We saw some twigs and straw sticking out of the rafters of the tikihut at Harbour Club Villas and Marina. As we went to clean it up, we discovered this pretty little Mourning Dove on its nest of twigs.
The mourning dove is named for the rather haunting and sad cooing sound it makes. When it flies, it’s wings make a whistling sound. They are mostly seed eaters that feed on the ground and here at Harbour Club Villas, we often see them pecking at the gravel under our neem trees.
I couldn’t resist shooing it off the nest so that I could photograph the two eggs. Both parents will build a rather flimsy platform nest usually up high in a tree or a bush. The eggs hatch after 14 days or so and one is laid in the evening and the second one in the morning. Now I didn’t know that both parents care for the little ones. I have noticed another dove hanging around that has been spotted on the roof of the tikihut. I also learned that it’s usually the male that incubates the eggs during the day and the female at night. I don’t know that I can tell the difference between the male and the female.

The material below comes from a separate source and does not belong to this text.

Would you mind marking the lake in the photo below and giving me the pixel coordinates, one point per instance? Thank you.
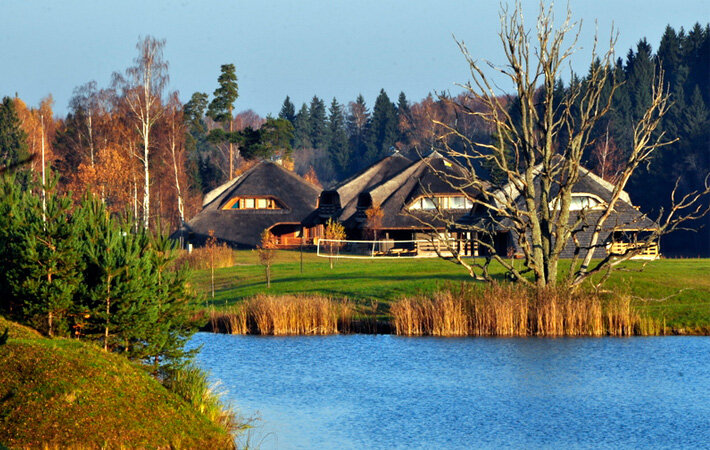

The mourning dove is 9-13 inches in length and has a wingspan of 15-18 inches. It has a grayish-brown body and quite a long, pointed tail that has a border of white. The dove’s head is small and rounded with a small, thin, black bill. Legs and feet are pink. The wing has black spots and there is a black spot under the eye. The eyes are brown and surrounded by a blue circle of skin. Males and females look alike, but the female is slightly smaller and duller in color.
Both parents will feed the chicks that are also called squabs. They are fed pigeon milk which is a mixture of water, fat, minerals, and protein that the male and female mourning doves produce in their crop. The crop is a sac that is found at the bottom of their esophagus.
In the days to come, I will add more photos as the chicks grow and leave the nest.